Fun MySQL fact of the day: collation filtering
Yesterday, we considered some cases where MySQL may indicate Using where; Using index
in the Extra
field of a query plan. Today, we're going to look at one more case that existed up until MySQL 5.7, and while I haven't made a habit of digging up too many bugs as fun facts, this one was a shocker to me, personally, and is something you'll want to keep in mind.

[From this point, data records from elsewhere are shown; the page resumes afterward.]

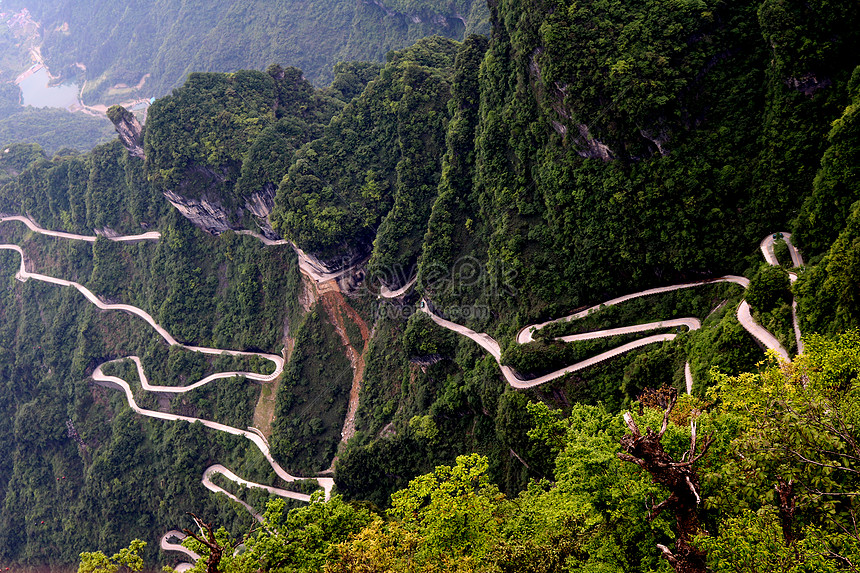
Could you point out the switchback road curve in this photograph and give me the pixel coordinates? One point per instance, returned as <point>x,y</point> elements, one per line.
<point>525,335</point>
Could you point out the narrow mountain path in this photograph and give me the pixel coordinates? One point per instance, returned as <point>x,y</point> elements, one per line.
<point>252,434</point>
<point>99,376</point>
<point>526,334</point>
<point>150,236</point>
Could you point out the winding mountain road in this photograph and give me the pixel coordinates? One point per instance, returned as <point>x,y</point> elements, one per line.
<point>150,236</point>
<point>526,334</point>
<point>327,484</point>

In MySQL (in general, really), a collation is a set of rules that governs the way character sets are evaluated. For example, a character set can have a case-insensitive collation that considers 'a'
and 'A'
as equal (which is the out-of-the-box default) or one that considers 'Ö'
and 'OE'
equal. Another type of collation is padding: PAD SPACE
vs. NO PAD
. These properties specify the equality of 2 string types by either ignoring or not ignoring the white-space trailing a string. For example, in a PAD SPACE
collation, 'a'
equals 'a '
, but not in a NO PAD
collation. Until MySQL 8.0.0, all collations were PAD SPACE
, and you can demonstrating it by running SELECT 'a ' = 'a';
.
Over the last couple days, we've seen a couple situations where the MySQL query optimiser may or may not decide to do additional filtering on a query's results. This decision is based on a set of rules dictating when MySQL can "eliminate" a specific condition that MySQL knows is guaranteed to be true. For example, if a query with WHERE a=1 AND b=1
is run against a covering index in InnoDB, (a,b)

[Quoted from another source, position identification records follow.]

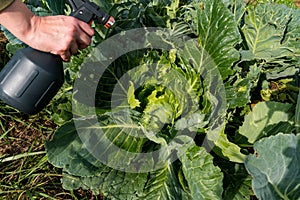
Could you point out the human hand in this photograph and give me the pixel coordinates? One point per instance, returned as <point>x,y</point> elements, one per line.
<point>60,35</point>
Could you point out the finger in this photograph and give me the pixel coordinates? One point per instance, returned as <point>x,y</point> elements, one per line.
<point>85,27</point>
<point>84,41</point>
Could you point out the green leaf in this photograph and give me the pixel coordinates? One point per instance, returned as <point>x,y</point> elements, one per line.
<point>267,118</point>
<point>132,101</point>
<point>217,33</point>
<point>265,28</point>
<point>238,90</point>
<point>237,181</point>
<point>203,177</point>
<point>163,184</point>
<point>275,167</point>
<point>226,149</point>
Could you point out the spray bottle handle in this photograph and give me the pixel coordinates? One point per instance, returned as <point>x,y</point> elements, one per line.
<point>87,11</point>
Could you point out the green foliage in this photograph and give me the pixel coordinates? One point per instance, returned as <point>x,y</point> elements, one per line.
<point>275,167</point>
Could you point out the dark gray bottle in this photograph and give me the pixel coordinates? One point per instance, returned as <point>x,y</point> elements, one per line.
<point>32,78</point>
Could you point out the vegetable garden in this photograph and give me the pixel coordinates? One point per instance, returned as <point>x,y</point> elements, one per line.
<point>207,109</point>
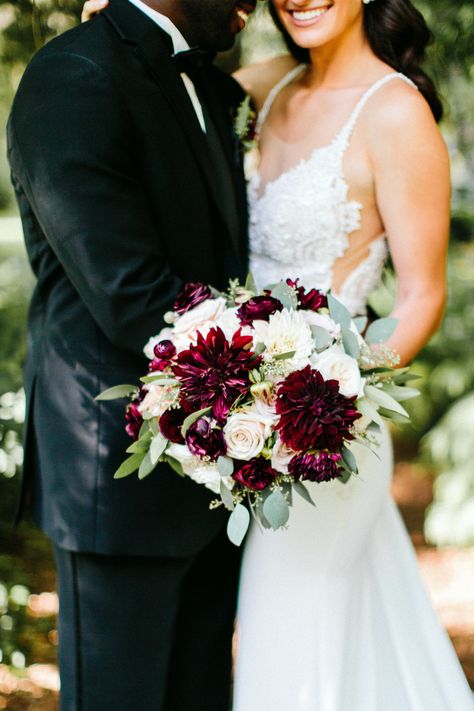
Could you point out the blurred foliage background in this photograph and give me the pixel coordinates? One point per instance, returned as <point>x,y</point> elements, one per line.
<point>441,438</point>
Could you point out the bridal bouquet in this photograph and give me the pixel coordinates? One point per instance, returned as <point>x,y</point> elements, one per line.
<point>251,394</point>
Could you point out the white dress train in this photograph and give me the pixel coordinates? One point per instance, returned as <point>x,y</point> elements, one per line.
<point>333,614</point>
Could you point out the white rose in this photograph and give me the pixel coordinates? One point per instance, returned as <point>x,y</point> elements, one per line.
<point>281,456</point>
<point>203,316</point>
<point>245,434</point>
<point>334,364</point>
<point>158,399</point>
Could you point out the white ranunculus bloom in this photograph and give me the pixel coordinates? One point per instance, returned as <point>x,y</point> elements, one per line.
<point>158,399</point>
<point>203,315</point>
<point>286,331</point>
<point>281,456</point>
<point>245,433</point>
<point>335,364</point>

, MySQL knows that it doesn't have to do any extra filtering (InnoDB won't lie) and can drop both conditions on a=1
and b=1
thereby preventing any supplemental filtering. Now, consider a similar SELECT ... WHERE a='a '
: in a collation with PAD SPACE
, we expect all records starting with a
and ending zero or more spaces. But, until MySQL 5.7, the optimiser assumed otherwise and excluded all string types from condition elimination and always filtered them (bug #66983).

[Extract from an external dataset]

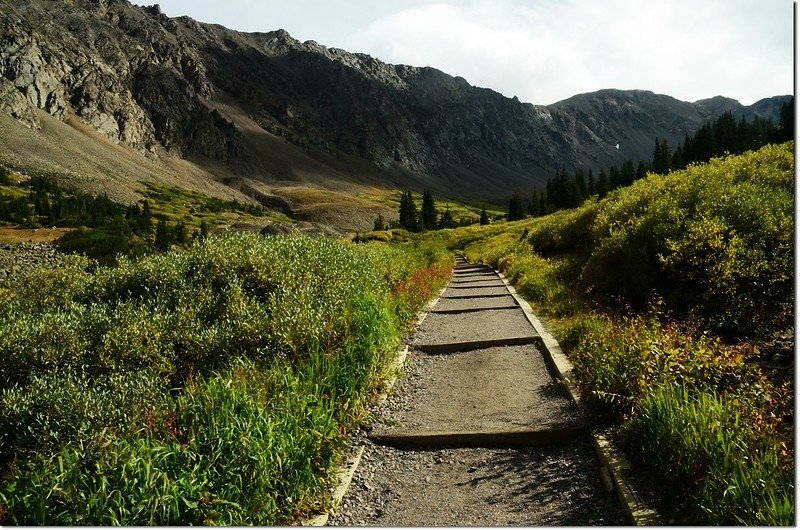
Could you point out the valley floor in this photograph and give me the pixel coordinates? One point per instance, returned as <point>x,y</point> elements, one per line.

Now, when I said this was a bug, well, it was when all you have are PAD SPACE
collations. But for NOPAD
collations, this isn't a bug: when you use NOPAD
on a CHAR
type field, you will continue to get supplemental filtering due to the way storage engines may choose to optimise CHAR
storage. Thankfully, it's all fixed up the best it can be and you just have to remember the trade-offs of collation when designing your table.